La scelta aveva senso anche in relazione al panorama competitivo: HBO domina il settore della fantasy televisiva e, per Prime Video, diventa strategico costruire una proposta forte nel genere. In questo contesto, è arrivato l’annuncio di un nuovo ordine di serie.
la squadra creativa associata al progetto con martin gero
La direzione editoriale annunciata prevedeva un progetto affidato a Martin Gero, indicato come autore insieme al lavoro coordinato su Stargate Atlantis, Stargate SG-1 e Stargate Universe. L’ordine sarebbe stato comunicato nel novembre 2025.

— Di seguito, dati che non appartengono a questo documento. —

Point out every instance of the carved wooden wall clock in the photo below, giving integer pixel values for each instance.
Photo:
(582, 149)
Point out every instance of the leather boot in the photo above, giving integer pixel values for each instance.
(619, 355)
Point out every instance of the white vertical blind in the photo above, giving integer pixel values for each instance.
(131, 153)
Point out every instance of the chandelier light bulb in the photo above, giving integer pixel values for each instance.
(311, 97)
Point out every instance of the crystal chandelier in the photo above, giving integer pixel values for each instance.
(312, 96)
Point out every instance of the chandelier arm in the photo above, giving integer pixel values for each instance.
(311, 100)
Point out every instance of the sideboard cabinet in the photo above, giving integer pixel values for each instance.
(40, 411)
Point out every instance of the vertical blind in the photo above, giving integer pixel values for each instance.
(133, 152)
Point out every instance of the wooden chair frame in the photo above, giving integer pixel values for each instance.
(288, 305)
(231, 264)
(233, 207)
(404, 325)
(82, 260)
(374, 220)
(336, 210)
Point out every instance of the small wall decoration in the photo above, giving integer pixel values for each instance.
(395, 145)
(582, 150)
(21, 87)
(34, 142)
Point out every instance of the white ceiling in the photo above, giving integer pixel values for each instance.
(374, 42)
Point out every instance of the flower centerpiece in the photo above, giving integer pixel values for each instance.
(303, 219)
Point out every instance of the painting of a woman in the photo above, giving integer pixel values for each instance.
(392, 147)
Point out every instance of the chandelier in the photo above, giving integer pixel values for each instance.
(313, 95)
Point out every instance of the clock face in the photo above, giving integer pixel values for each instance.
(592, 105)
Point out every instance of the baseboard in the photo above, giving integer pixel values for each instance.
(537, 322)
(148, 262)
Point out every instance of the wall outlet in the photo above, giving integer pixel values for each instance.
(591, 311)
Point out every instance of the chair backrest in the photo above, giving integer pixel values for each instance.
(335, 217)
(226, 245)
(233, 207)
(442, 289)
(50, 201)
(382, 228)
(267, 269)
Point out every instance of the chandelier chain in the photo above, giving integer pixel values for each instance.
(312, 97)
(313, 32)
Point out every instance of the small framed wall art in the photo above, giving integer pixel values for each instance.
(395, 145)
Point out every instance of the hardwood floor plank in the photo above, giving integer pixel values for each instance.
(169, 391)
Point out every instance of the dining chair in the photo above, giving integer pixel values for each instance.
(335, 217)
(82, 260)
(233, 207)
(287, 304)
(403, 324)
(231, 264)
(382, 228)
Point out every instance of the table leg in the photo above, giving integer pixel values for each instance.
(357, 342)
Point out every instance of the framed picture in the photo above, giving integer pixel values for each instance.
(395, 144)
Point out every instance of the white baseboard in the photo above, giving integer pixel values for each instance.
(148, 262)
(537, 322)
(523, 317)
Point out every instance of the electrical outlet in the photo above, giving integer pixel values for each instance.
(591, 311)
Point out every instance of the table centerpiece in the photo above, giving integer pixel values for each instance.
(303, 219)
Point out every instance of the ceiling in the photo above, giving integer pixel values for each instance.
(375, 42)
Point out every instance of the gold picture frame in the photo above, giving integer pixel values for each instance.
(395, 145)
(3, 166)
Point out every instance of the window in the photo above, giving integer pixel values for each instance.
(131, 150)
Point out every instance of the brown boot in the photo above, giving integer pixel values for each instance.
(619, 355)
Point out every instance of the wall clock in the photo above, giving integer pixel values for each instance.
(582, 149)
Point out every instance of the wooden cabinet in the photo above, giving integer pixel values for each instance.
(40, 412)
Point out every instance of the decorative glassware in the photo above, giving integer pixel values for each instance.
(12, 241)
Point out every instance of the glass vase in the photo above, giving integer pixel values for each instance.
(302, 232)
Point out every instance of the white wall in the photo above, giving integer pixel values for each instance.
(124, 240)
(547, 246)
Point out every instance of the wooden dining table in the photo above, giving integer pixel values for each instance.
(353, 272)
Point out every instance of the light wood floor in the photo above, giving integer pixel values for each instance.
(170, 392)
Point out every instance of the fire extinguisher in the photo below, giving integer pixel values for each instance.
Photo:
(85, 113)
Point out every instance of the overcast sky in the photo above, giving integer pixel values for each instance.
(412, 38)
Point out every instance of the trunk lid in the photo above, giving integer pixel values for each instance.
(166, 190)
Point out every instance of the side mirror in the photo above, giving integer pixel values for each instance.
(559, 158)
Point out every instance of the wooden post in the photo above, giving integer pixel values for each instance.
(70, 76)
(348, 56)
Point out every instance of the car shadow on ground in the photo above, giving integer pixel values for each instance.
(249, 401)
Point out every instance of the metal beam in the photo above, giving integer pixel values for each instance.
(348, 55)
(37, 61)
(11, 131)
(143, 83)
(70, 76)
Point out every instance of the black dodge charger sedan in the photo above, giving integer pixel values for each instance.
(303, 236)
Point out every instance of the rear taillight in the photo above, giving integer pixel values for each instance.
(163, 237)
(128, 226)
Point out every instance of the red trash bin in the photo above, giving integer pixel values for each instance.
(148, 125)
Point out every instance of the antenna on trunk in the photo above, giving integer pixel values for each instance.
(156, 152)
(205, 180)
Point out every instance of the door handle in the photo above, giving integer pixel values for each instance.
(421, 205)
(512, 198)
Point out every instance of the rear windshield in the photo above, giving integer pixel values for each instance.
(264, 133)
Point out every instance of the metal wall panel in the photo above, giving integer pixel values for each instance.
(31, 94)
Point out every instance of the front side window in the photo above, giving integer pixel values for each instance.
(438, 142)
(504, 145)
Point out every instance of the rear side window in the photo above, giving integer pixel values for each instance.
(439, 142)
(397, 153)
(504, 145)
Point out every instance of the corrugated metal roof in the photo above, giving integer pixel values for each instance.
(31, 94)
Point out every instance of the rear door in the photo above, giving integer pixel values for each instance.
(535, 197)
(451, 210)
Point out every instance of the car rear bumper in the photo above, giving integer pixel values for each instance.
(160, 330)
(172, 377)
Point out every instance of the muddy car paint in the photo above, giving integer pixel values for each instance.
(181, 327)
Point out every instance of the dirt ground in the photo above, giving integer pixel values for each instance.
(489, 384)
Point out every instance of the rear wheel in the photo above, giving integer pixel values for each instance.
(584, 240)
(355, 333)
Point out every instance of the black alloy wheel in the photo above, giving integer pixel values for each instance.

Il punto controverso nasce poi dall’ulteriore notizia: secondo l’annuncio riportato da Variety, Prime Video avrebbe deciso di non procedere con la serie, nonostante il franchise risultasse un’ipotesi adatta per un rilancio.
- Martin Gero (autore)
- Brad Wright (consulting producer)
- Joe Mallozzi (consulting producer)
- Roland Emmerich (executive producer)
- Dean Devlin (executive producer)
stargate cancellato: quali strade restano per prime video
Con lo stop al riavvio di Stargate, si prospetta una ripartenza che, in base a quanto indicato, richiederebbe un cambio di impostazione. La serie cancellata era legata a un gruppo creativo riconosciuto come parte fondamentale del progetto, quindi la continuità sarebbe risultata condizionata.
La possibilità più diretta, coerente con il quadro descritto, consiste in un ripensamento totale: un nuovo progetto che non includa la stessa squadra creativa originale. Un percorso del genere comporta rischi, segnalati anche da esempi nel settore, soprattutto quando una versione successiva non beneficia della presenza del nucleo originario.
In questa situazione emerge anche un dato competitivo: senza il contributo delle figure creative centrali del franchise, la capacità di confronto con The Expanse diventa più difficile, soprattutto per le aspettative costruite da un universo narrativo già riconosciuto per profondità e complessità.
- reinvenzione senza il gruppo originario
- rischio nella competizione di genere e nel confronto qualitativo
- necessità di ricostruire l’appeal del reboot
personaggi e cast citati nel contenuto
All’interno del materiale fornito compaiono anche riferimenti a figure del franchise e a nomi legati a volti di produzione. Di seguito sono riportati i nominativi presenti nel testo.